In the far future is C-433. He’s a 3-D printed faun who lives in a mountain stronghold abandoned years ago and surrounded by glacier ice. He is number 433 in a series of fauns who have been stationed here, each one remade by a biometric 3-D printer after they die. C-433 defies the voices of the previous fauns who tell him to stay in the stronghold, instead leaving to find out what’s at the main base: Black Mountain.

The climax of the book is when John and Eury face off over Eury’s future plans for Earthtrust. Because John used to work with her, he has inside knowledge that he can use to sabotage her plans. This triggers C-433’s world – and his surprising find at Black Mountain in the far future.

There are many other details that feed the magical realism and post-apocalyptic aspects of the book: C-433 growing a tree on his body, for example, complete with blossoms and insects. Earthtrust vacuuming up all the organic material it can find across the continent to feed their biometric 3D printer. Hackers finding old footage showing what Earthtrust has really done to society and what its plans are for the future. Chapman on the run from three witches who carry a singing head and want revenge for something a faun (but not Chapman) did in another life.

APPLESEED shows the folly in Chapman and Nathaniel’s idea that homesteaders would pay for the orchards they planted. It reveals John’s folly in thinking he’s making a difference by wiping out human infrastructure. It reveals Eury’s folly (and hubris) in thinking she can return the world to an engineered version of its former state with her factory farms and biometric 3D printer. Above all it shows that we can’t escape the scourge of climate change, and we can’t engineer our way out of it.

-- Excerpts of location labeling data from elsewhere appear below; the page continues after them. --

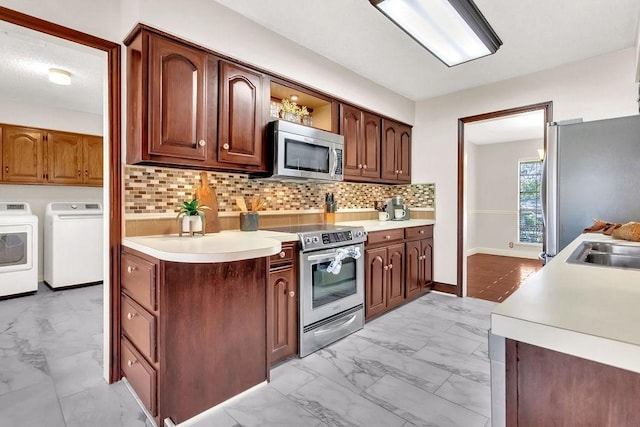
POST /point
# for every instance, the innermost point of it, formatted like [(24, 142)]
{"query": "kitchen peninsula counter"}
[(582, 310), (226, 246)]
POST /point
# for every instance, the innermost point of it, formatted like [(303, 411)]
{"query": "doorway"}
[(477, 223), (112, 174)]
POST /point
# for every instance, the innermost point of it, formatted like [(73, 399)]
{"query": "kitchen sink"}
[(606, 255)]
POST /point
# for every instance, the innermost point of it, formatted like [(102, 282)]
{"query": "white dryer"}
[(73, 244), (18, 249)]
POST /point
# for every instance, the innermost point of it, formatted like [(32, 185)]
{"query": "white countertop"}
[(226, 246), (375, 225), (236, 245), (591, 312)]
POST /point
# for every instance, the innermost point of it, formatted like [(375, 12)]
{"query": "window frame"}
[(520, 162)]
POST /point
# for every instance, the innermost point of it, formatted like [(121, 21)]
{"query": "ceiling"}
[(26, 58), (516, 127), (537, 35)]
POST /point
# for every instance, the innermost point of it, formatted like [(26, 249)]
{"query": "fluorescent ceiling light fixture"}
[(59, 77), (453, 30)]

Bell argues that the world has changed cataclysmically many times in the past, before climate change. “The industrial revolution was a cataclysm. Before that, the colonization of the Americas, of Africa, the genocides and environmental devastation that followed. Then later, the invention and weaponization of the internet, the coming of big data and inescapable surveillance.” In other words, Nathaniel and Chapman’s world started with the colonization of America and ended with the industrial revolution. John and Eury’s world started with the industrial revolution and associated environmental devastation, then moved into the surveillance era. C-433 is part of a new world, however, where the cataclysm is widespread glaciation in a cold climate.

Ultimately the solution to climate change lies with people, with communities, who are aware of the problems and dangers and are willing to work together to address them. Including limiting growth.

As one of John’s compatriots says, “No increase in efficiency…has ever resulted in a true decrease in total emissions; instead the more we saved, the more we used. “The one choice we never make is to leave the oil in the ground, to let the trees grow uncut, to let the water slosh in its aquifers. Once we have the capacity to use a resource, we use it all. We grow, whatever the cost. All one energy-efficient, water conserving city means is that another city can be built. There is no such thing as sustainability as long as unlimited growth is the end goal.””

Maybe rewilding–including terraforming–to return the land to a less degraded state is required, as in building hedges to support wildlife and stopping the trucking of sand to the coast. Maybe blowing up infrastructure like dams, which hamper fish passage and reduce the health of streams, is required (and has already been done on the Elwha River and other locations).

Maybe C-433’s tree growth is a bit of hope in the darkness–a living thing in a far future world long bereft of them. Perhaps it marks the end of the glaciation and the beginning of the thaw.